雨还在下,而且越下越大。
城东的“玄医帮扶站”门口支起了一个蓝色的临时雨棚,雨棚下摆着三张长桌,桌后坐着协会的医师和弟子。桌面上整整齐齐地码放着药囊、符纸和诊疗器具,旁边还立着一块牌子,上面用醒目的红字写着:“免费义诊,欢迎监督,所有流程公开透明”。
陈磊站在雨棚边沿,雨水从棚顶滑落,在他脚前溅起细密的水花。他没打伞,也没穿雨衣,就那样站着,看着街道上稀稀拉拉的行人。今天是义诊开放日的第一天,从早上八点到现在十点,两个小时过去了,一个人都没来。
也不是完全没人来。街对面有几家店铺的老板会探头探脑地往外看,眼神里满是好奇和怀疑;偶尔有路人经过,会放慢脚步,指指点点,然后匆匆离开,像是怕沾染上什么不干净的东西。
“会长,要不……咱们先收了吧?”一个年轻弟子小声说,“雨这么大,不会有人来的。而且那些谣言……”
“谣言越厉害,咱们越要坚持。”陈磊打断他,“去,把牌子再往前挪十米,挪到街边。让路过的人都能看清楚。”
“是。”
弟子搬着牌子出去了。陈磊重新坐回桌前,拿起一本医书,看似平静地翻看着。但旁边的苏晴注意到,他翻书的手指有些僵硬,眼神也没有真正落在书上。
她在心里叹了口气。三天义诊,这是陈磊想出来的应对谣言的办法。用行动证明,用事实说话。想法很好,但现实很残酷——那些被谣言蛊惑的人,根本不会给你证明的机会。
“会长,”苏晴轻声说,“要不要我联系几家媒体?昨天我发了邀请函,但只有两家小报社说会来,大媒体都……”
“不用。”陈磊合上书,“他们要来自然会来,不来强求也没用。咱们做好自己的事就行。”
话音刚落,雨棚外传来一阵嘈杂声。几个人影从雨幕中走来,为首的是个中年男人,穿着脏兮兮的工作服,头发被雨淋得贴在额头上,脸上满是愤怒。
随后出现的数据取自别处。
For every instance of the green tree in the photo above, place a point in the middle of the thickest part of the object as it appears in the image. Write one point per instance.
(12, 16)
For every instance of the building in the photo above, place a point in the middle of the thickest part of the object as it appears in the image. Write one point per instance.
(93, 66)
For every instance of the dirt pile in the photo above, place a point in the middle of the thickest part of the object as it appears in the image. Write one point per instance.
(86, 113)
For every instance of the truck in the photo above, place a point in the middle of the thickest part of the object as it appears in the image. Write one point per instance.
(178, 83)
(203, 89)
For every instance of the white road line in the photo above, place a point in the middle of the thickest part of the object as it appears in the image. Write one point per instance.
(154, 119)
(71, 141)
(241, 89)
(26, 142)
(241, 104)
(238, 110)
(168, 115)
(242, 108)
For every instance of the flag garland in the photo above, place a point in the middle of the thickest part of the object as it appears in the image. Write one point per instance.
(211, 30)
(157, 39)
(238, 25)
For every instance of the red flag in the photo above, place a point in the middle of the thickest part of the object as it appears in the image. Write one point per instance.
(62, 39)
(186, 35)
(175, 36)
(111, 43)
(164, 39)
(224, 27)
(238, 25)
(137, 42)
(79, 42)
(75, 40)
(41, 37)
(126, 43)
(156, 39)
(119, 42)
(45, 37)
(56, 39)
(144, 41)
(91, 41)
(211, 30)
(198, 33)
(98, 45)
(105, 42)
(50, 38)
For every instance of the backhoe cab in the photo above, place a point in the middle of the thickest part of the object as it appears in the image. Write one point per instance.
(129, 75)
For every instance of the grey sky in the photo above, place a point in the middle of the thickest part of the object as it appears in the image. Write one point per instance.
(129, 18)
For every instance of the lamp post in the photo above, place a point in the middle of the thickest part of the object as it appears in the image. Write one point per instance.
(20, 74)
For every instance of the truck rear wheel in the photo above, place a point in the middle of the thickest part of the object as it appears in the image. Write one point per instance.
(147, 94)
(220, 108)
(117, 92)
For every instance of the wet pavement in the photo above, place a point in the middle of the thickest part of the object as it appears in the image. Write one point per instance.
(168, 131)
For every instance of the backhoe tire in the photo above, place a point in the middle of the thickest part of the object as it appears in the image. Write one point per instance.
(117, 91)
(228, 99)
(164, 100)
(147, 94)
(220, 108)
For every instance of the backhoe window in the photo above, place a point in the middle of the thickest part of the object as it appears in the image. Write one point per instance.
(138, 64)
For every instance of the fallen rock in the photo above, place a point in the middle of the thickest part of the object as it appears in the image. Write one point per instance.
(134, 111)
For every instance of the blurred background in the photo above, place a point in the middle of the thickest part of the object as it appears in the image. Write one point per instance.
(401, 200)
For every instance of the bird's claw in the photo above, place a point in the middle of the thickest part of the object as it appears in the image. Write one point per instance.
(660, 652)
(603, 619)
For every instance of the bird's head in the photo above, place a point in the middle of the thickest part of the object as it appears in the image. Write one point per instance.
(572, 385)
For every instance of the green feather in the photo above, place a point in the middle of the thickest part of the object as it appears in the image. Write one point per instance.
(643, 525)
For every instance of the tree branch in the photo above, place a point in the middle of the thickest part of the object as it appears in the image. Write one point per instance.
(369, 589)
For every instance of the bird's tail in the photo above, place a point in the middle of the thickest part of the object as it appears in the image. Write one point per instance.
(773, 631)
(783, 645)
“就是这儿!”男人指着雨棚,声音很大,盖过了雨声,“就是这些骗子!什么玄医,什么符咒,都是害人的东西!”
他身后跟着四五个人,有男有女,都情绪激动,有人手里还举着手机在录像。
“来了。”陈磊站起身,示意弟子们不要动,“我去处理。”
他走出雨棚,雨水瞬间打湿了他的头发和肩膀。他没有躲,只是平静地看着那个中年男人:“这位先生,你有什么事?”
“什么事?”男人瞪着他,“你就是陈磊吧?我告诉你,我老婆就是用了你们那个破药囊,现在还在医院躺着呢!头疼,做噩梦,医生说是神经受损!你们这些骗子,害人不浅!”
他说着,从怀里掏出一个药囊——正是帮扶站发放的那种,蓝色的丝绸已经脏了,但还能看清上面的绣花。
“证据在这儿!”他把药囊狠狠摔在地上,“你们还敢在这儿装好人?免费义诊?我看是又想骗人吧!”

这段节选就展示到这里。